I Didn’t Want to Cause Any Trouble

Editorial

This week Jade Arroyo writes a special feature on sexual harassment, with interviews and testimonials of women who have suffered stalking and molestation by men. I join these women by sharing the story of my first harassment.

By Tania Noriz

My elementary school was not very nice. It was a very old building, which also served as the home of the principals, two old sisters who belonged, without being nuns, to a religious congregation called the Passionist Nuns. That same congregation was in charge of instructing students in religion for one hour a week, and if you were good and completed all your duties, you were awarded a stamp in your notebook: a heart pierced by a cross.

I was so happy to go to school because I had good friends and teachers I liked very much. Besides, I liked the smell of the orange blossoms from the trees that provided shade in the little communal patio.

The school had an oratory, which was usually closed, but when it was open, it released a cool and perfumed air with a scent of powder and rosewood, the fragrance of saints.

I studied in that school until fourth grade.

What happened to me occurred one day when I was in third grade, and my only real worry in life was learning the blessed multiplication tables. It happened in the morning, after the bell rang. The teacher did not arrive, and I was glad because that day she was going to ask me the nine times table—my biggest fear, the bogeyman. And then the sports teacher came along. He was also the behavior monitor and the husband of my third grade teacher, who was sick that day. I was glad because the sports teacher was nice and made us laugh with his jokes.

He was tall and had a thick black mustache. His smile was big and white, and he had black beady eyes.

“Tania!” He shouted my name as he motioned for me to come to the red wooden desk that was raised on a dais in front of the whole classroom as if to prove the teacher’s superiority over the students, mere mortals.

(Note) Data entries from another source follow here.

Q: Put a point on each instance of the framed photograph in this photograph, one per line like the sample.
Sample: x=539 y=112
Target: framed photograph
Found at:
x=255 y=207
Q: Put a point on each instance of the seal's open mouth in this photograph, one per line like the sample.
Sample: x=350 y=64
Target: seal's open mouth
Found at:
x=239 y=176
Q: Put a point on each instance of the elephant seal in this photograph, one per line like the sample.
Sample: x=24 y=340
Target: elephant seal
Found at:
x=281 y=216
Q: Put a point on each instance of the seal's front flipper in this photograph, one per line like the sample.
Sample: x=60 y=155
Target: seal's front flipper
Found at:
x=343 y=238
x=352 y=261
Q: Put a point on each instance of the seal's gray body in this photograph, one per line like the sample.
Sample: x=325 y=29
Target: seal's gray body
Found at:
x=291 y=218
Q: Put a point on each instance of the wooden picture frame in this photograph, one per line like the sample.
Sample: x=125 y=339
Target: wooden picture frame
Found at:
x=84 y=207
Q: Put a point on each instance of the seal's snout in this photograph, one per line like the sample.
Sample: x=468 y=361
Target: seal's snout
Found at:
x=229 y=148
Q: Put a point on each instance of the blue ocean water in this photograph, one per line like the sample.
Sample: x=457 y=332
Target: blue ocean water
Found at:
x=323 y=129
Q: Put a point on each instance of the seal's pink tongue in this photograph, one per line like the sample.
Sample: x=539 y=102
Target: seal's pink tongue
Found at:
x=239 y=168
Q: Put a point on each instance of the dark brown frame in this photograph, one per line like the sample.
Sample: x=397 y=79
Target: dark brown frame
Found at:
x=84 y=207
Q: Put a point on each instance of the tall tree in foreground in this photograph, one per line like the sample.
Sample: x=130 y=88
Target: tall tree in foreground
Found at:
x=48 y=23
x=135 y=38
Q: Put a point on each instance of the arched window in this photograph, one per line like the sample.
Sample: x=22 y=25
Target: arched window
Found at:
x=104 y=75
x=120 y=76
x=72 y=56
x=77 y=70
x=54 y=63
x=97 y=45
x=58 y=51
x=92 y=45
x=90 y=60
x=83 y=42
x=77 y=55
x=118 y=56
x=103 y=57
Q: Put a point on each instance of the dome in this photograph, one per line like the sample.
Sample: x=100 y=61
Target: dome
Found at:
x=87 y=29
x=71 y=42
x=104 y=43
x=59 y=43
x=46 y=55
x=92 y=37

I walked toward him down the middle of the center aisle as surely as death row inmates walk toward the gallows because I didn’t know the nine times table. I still don’t know it.

The fear was gone as soon as I saw his frank smile and arms wide open, ready for me.

“Come over here and read this part,” he said pointing to some lines of the book and pulling me close to him with his arm around my waist.

I was a little surprised that he did that, but he was a very good teacher, and I was glad to know he liked me.

Then I started reading until I felt a sinking feeling in my stomach. What’s going on? I remember thinking. A cold sweat was all over my body, and my heart was pounding so hard I was afraid it would come out through one of my ears.

The teacher’s hand was under my skirt over my underwear, stroking my butt to the rhythm of reading. He also whispered something, but I do not remember what. My body tensed, and I think the teacher realized it because he then asked me to stop reading and sent me to my chair with a little spank.

Whenever a teacher couldn’t attend class, the sports teacher replaced her and did the same thing. He called only me to the desk. It was not fear that I felt, but it was a weird feeling, a paralyzing feeling: the fruit of harassment. I was like a deer caught in the headlights with my innocence escaping through my bright, wide-open pupils.

I never told anyone until many years later when I told my mother. It was a Sunday, at the end of family breakfast.

“Why you didn’t tell me anything about this?” My mom said with a voice made high-pitched by the anguish my story caused her.

“I don’t know,” I said.

“I didn’t want to cause any trouble,” I thought aloud, as I was standing up to go help her with the dishes.